North Carolina Becomes First State to Ban Third-Party Litigation Funding

By Lewis Nibbelin, Research Writer, Triple-I

North Carolina has enacted a measure to ban third-party litigation funding, the first of its kind in the country amid nationwide efforts to rein in the practice.

Signed into law on Monday after near-unanimous support in the state legislature, the Prohibit Litigation Investments Act makes it “unlawful for a person to engage in litigation investment” or “to furnish litigation investment to a party or counsel of record in a civil proceeding” in the state. Exclusions to the law include contingency-fee arrangements, insurer indemnification or defense obligations, pro bono funding from nonprofit organizations, and other forms of financing not contingent on suit outcomes.

“For too long, dark money has supported the legal system abuse tactics of billboard attorneys, funding an excessive volume of lawsuits through largely undisclosed arrangements,” said Triple-I CEO Sean Kevelighan. “Greater transparency helps shine a light on these financial interests and addresses practices that can contribute to legal system abuse, drive up claim costs, and ultimately increase insurance premiums for consumers and businesses.”

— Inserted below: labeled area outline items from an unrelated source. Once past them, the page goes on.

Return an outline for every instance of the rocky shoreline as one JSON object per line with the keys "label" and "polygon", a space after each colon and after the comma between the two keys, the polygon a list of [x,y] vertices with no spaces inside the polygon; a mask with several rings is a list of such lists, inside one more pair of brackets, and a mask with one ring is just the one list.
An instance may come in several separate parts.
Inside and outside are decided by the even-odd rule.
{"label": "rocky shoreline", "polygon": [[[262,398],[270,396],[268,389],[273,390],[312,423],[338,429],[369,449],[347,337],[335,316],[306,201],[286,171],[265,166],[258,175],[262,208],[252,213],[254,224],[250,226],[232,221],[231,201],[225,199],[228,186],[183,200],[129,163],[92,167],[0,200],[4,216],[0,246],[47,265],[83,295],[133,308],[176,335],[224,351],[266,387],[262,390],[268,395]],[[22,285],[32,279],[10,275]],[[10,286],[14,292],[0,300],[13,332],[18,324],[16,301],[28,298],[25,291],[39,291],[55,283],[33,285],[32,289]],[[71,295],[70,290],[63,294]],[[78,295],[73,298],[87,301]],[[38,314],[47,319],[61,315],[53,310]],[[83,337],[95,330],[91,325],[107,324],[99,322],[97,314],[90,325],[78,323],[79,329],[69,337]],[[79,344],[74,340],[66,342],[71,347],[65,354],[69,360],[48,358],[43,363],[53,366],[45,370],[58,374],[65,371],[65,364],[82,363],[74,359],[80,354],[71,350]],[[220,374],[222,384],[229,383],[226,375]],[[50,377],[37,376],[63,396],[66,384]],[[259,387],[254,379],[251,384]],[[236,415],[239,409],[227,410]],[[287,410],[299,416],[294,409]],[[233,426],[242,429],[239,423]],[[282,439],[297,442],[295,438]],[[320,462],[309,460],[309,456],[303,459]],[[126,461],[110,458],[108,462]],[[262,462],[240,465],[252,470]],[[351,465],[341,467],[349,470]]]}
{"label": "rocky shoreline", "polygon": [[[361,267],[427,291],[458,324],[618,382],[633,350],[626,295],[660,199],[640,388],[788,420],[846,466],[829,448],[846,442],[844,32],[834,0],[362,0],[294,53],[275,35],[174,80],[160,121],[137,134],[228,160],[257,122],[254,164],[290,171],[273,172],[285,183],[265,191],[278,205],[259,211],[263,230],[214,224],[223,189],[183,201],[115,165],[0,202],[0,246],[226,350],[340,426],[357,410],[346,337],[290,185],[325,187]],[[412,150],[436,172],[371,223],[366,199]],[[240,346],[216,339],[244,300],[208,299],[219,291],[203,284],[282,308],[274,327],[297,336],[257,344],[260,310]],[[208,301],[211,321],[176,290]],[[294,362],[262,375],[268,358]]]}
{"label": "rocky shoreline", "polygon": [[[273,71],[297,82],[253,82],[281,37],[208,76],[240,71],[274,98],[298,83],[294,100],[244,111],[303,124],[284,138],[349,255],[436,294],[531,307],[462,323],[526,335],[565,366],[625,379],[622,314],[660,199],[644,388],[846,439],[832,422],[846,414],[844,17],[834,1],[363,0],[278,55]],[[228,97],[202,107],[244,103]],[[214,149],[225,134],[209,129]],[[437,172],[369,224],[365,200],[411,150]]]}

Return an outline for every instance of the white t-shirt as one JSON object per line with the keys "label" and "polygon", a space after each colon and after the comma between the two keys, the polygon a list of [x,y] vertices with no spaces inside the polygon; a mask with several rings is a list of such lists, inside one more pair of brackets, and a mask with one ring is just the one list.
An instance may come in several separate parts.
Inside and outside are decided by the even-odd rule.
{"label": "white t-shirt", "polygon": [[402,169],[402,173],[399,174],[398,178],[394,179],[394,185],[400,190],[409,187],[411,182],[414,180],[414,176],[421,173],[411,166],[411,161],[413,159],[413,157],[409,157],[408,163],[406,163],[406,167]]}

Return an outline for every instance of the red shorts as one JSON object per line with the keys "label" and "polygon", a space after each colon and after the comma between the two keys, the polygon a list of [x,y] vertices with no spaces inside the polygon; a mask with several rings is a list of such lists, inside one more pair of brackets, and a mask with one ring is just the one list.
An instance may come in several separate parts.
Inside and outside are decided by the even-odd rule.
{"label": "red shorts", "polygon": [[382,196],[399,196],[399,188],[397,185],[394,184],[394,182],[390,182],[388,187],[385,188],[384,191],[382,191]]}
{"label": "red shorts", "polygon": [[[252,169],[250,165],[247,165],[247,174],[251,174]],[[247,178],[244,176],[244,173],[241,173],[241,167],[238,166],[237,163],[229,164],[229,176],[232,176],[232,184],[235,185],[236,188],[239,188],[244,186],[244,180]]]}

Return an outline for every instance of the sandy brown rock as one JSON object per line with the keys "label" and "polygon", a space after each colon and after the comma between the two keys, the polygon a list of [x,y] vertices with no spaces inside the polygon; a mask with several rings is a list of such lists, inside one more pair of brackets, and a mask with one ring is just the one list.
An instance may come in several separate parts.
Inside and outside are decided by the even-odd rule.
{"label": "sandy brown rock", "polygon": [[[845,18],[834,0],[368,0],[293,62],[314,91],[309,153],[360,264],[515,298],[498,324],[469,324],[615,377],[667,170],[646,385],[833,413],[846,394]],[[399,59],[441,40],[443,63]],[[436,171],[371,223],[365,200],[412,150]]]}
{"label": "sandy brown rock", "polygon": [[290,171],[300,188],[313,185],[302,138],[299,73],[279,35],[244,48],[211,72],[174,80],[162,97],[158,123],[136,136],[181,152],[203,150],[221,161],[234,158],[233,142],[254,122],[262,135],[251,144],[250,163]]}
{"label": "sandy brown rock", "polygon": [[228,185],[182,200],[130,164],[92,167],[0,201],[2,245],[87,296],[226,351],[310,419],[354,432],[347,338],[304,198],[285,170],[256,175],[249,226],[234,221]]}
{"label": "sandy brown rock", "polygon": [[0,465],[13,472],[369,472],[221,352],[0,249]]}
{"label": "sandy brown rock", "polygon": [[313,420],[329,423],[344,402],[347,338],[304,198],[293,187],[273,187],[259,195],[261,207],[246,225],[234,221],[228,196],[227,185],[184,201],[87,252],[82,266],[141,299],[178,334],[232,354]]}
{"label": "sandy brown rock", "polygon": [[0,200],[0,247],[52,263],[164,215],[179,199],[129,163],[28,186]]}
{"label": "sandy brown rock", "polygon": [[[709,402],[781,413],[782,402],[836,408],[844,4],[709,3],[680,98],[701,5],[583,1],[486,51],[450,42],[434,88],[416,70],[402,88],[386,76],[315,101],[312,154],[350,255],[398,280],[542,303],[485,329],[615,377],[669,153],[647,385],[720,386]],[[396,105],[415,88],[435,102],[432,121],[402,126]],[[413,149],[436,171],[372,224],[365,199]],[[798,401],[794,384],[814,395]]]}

TPLF occurs when outside investors profit from lawsuits by paying legal costs in exchange for a share of the settlement or judgment if the suit wins. In practice, this encourages prolonged and unnecessary cases and can culminate in extreme nuclear verdicts of $10 million or more. TPLF contributes to the $6,664 in added annual costs for the average American household through excess litigation.

States diverge on nonlawyer involvement

North Carolina’s new law is the latest in a wave of TPLF-related legislation building on a record number of bills introduced nationally last year to improve TPLF transparency. While many states have continued to focus on disclosure, some are targeting alternative business structures and nonlawyer-owned law firms as sources of undue courtroom friction.

Colorado, for instance, recently passed a law that prohibits legal fee or revenue sharing with outside investors and increases restrictions on ownership. Both it and a 2025 measure regulating foreign TPLF agreements were backed by a coalition that included the Colorado Trial Lawyers Association, a partnership the organization explained is aligned with their shared interest in upholding the integrity of the legal system.

Similar bills are moving through the California and Illinois state legislatures, each of which have also received support from several state bar associations. Triple-I expanded its legal system awareness campaign in both states earlier this year to help demonstrate the link between their insurance affordability struggles and legal system abuse.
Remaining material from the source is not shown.